I stared down at the ticket in my hand. “A three-day pass to Woodstock? You were going to go to Woodstock?”

“I
did
go!”

“But this is your ticket.”

Winnalee’s eyes were close to bursting—as if she’d gone to the festival yesterday, rather than over nine months ago. “They weren’t taking tickets by the time I got there. The mob had flattened the fences, so I poured in with everybody else. I drove there myself, too. All the way from Northville, Michigan, to Bethel, New York, even if I’d just gotten my license the day before and couldn’t drive worth a shit. It wasn’t hard finding my way once I got to Route 71—you just followed the caravan. The traffic stalled miles from Yasgur’s farm, so I just left my van parked on the road like everybody else and walked. Blistered the hell out of my feet—I didn’t think to grab my sandals—because the pavement was hot as hell. But it was worth it!”

“Freeda let you go to a rock festival? And by yourself?” The minute the question was out, I realized how stupid it was. Freeda was every bit as loose with her parenting skills as she was with her body. I, on the other hand, didn’t even dare ask to go see the Woodstock movie with Penny, because Aunt
Verdella heard the movie had nudity and drugs in it, so she said I had to ask Dad. Which I didn’t. “You’re so lucky to have Freeda,” I said.
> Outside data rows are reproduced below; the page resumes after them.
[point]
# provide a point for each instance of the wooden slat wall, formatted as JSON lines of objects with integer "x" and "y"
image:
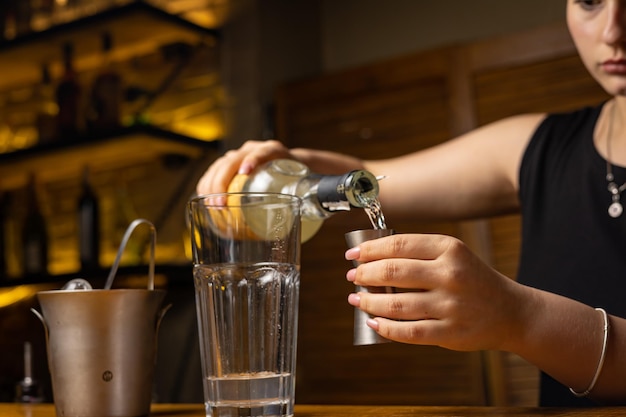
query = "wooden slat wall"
{"x": 391, "y": 108}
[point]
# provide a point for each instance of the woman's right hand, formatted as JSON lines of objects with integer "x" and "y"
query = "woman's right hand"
{"x": 240, "y": 161}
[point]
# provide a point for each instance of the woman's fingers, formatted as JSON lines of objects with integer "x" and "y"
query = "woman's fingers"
{"x": 239, "y": 161}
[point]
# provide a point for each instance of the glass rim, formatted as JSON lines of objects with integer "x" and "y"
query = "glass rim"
{"x": 220, "y": 199}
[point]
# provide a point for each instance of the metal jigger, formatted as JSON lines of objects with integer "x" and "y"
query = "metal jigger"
{"x": 364, "y": 335}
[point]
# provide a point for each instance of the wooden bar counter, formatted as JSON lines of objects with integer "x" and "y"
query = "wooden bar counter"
{"x": 197, "y": 410}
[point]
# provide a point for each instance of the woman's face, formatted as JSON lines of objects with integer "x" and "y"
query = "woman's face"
{"x": 598, "y": 28}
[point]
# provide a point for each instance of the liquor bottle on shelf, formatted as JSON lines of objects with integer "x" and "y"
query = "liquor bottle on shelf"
{"x": 34, "y": 234}
{"x": 48, "y": 110}
{"x": 105, "y": 99}
{"x": 28, "y": 389}
{"x": 88, "y": 225}
{"x": 322, "y": 195}
{"x": 4, "y": 205}
{"x": 68, "y": 94}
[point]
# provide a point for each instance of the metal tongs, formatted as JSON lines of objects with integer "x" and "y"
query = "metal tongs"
{"x": 120, "y": 252}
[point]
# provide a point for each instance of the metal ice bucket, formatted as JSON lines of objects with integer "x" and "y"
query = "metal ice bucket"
{"x": 102, "y": 344}
{"x": 102, "y": 350}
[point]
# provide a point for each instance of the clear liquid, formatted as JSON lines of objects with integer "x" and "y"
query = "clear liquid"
{"x": 259, "y": 394}
{"x": 375, "y": 213}
{"x": 248, "y": 330}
Winnalee rolled her eyes. “Yeah. Right. Freeda turned into a regular Carol Brady after we left here—all but for the cussing part. She got weird first. Staring off into space a lot, and crying without making a sound. Then I think she started seeing a shrink, because when school let out for summer vacation that year, she dragged me to this office once a week and left me in the waiting room for a good hour at a pop. Not that I minded. They had markers and big sheets of paper sitting on this kiddy table, and I’d make pictures for the lady at the desk until Freeda came out, wearing red eyes and this fake, ain’t-it-all-good smile.
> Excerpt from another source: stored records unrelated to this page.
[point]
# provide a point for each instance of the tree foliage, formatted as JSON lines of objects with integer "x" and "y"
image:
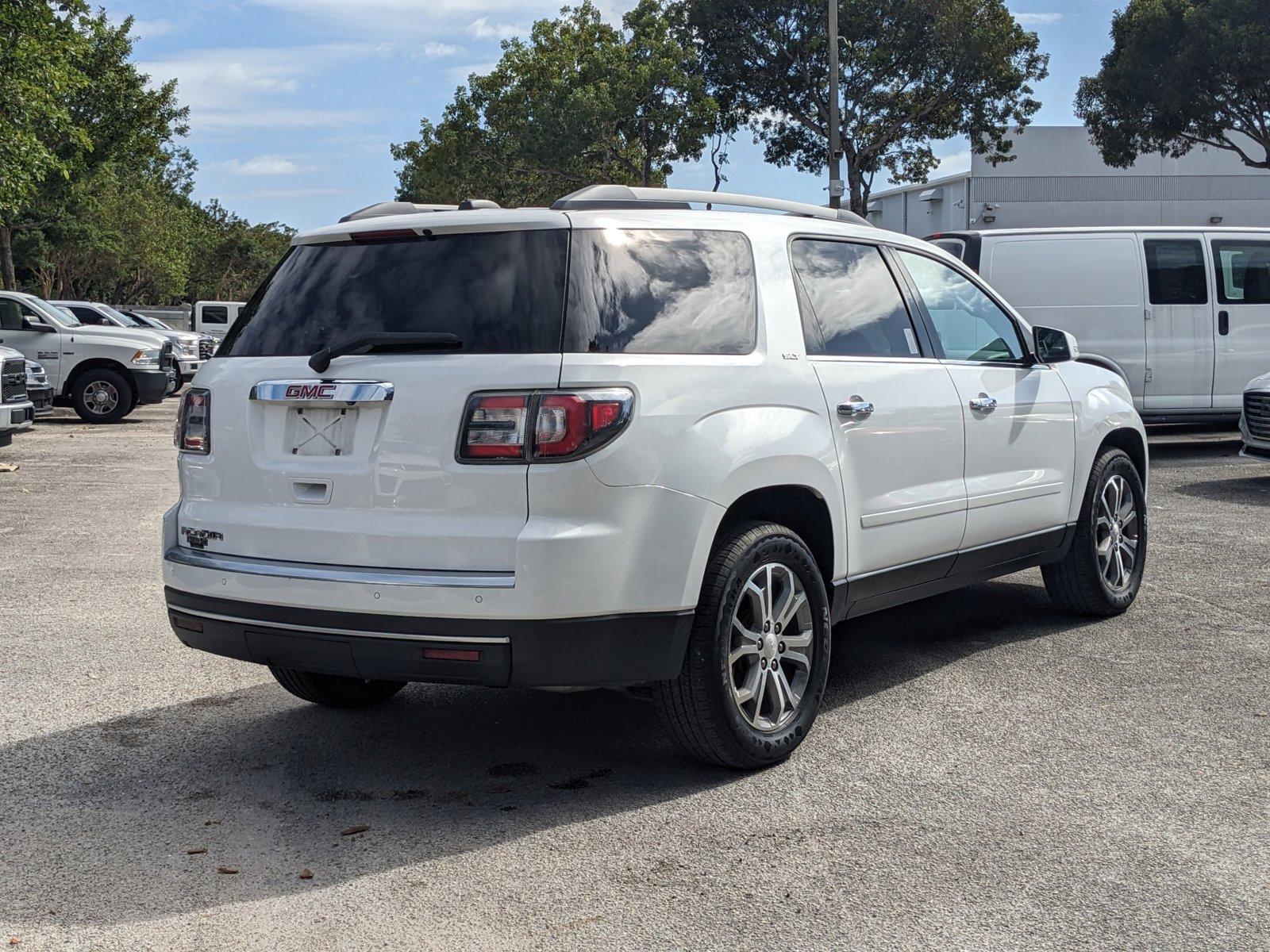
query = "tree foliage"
{"x": 911, "y": 73}
{"x": 94, "y": 186}
{"x": 578, "y": 102}
{"x": 1183, "y": 74}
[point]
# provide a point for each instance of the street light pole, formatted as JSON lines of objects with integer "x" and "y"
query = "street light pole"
{"x": 835, "y": 121}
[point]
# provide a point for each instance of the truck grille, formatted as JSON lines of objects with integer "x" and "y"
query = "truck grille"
{"x": 13, "y": 382}
{"x": 1257, "y": 413}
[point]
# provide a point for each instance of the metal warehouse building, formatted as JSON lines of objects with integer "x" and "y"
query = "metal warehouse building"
{"x": 1058, "y": 179}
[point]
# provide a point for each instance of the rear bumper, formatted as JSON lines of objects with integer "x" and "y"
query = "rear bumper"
{"x": 622, "y": 649}
{"x": 152, "y": 385}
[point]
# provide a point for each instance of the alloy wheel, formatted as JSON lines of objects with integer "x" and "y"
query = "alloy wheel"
{"x": 1117, "y": 533}
{"x": 772, "y": 647}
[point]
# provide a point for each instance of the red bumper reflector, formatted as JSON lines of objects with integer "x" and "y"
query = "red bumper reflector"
{"x": 451, "y": 654}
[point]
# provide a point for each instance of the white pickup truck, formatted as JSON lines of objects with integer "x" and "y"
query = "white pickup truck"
{"x": 16, "y": 409}
{"x": 103, "y": 372}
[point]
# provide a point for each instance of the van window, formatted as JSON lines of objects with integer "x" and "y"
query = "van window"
{"x": 499, "y": 292}
{"x": 969, "y": 324}
{"x": 1175, "y": 272}
{"x": 1245, "y": 270}
{"x": 1076, "y": 271}
{"x": 660, "y": 292}
{"x": 850, "y": 304}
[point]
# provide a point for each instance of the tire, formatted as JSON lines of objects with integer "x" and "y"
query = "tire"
{"x": 102, "y": 395}
{"x": 333, "y": 689}
{"x": 1085, "y": 582}
{"x": 700, "y": 708}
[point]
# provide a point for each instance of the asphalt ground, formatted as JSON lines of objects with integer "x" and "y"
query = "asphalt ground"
{"x": 987, "y": 772}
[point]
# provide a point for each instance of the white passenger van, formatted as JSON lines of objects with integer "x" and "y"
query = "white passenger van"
{"x": 216, "y": 317}
{"x": 1181, "y": 314}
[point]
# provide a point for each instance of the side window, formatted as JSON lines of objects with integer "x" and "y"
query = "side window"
{"x": 1175, "y": 272}
{"x": 10, "y": 315}
{"x": 969, "y": 324}
{"x": 1245, "y": 272}
{"x": 850, "y": 304}
{"x": 660, "y": 292}
{"x": 88, "y": 315}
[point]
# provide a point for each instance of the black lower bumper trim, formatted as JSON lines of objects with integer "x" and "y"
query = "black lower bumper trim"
{"x": 152, "y": 386}
{"x": 620, "y": 649}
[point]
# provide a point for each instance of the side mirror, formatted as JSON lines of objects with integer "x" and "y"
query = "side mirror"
{"x": 1054, "y": 346}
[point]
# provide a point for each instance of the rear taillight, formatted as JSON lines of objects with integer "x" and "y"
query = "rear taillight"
{"x": 194, "y": 422}
{"x": 567, "y": 424}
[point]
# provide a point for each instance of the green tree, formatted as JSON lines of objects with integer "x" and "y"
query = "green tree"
{"x": 1183, "y": 74}
{"x": 911, "y": 73}
{"x": 579, "y": 102}
{"x": 106, "y": 116}
{"x": 38, "y": 80}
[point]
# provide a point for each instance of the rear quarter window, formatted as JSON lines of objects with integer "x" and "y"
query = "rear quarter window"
{"x": 660, "y": 292}
{"x": 498, "y": 292}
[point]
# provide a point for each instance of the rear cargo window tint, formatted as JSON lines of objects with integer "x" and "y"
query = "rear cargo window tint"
{"x": 660, "y": 292}
{"x": 1175, "y": 272}
{"x": 498, "y": 292}
{"x": 850, "y": 302}
{"x": 1245, "y": 268}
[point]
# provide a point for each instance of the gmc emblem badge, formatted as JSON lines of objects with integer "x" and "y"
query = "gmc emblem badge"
{"x": 310, "y": 391}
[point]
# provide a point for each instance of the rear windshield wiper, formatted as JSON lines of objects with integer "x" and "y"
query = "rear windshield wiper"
{"x": 384, "y": 343}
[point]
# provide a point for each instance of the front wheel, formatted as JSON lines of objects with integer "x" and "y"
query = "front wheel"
{"x": 102, "y": 395}
{"x": 1103, "y": 570}
{"x": 334, "y": 689}
{"x": 759, "y": 655}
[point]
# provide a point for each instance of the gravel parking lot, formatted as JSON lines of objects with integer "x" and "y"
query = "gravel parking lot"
{"x": 987, "y": 774}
“She turned into a real drag then. After I went to Woodstock, I came home one morning and found her digging through my room. I don’t know what she was looking for, but I went off on her. She was ready to go off on me, too, then stopped, claiming she had to pee. She told me to stay put. Like I didn’t know she’d gotten a library card and was into this let’s-read-how-to-be-the-perfect-parent-so-your-kid-forgives-you-for-leaving-her-and-lying-to-her kick! I’d seen that dorky
Between Parent & Teenager
book she had stuffed below the vanity when I was looking for ass-wipe. What a joke. She shut and locked the bathroom door—like
that
in itself wasn’t suspicious? Freeda would pee with the door open, even if the whole congregation of the First Baptist Church was sitting outside it.
That
didn’t change because she got her head shrunk.

“She came out and delivered her lines like some seventh grader in a bad school play, telling me how it wasn’t
me
, it was my
actions
that were bad. It was so stupid I couldn’t even take her seriously.” Winnalee rolled her eyes again, then busied herself putting her ticket carefully back in the plastic bag. I
didn’t say so, but I felt sad for Freeda, who obviously had realized that her parenting skills were lacking, and wanted to do better. I knew from handling Boohoo just how hard it was to raise a kid.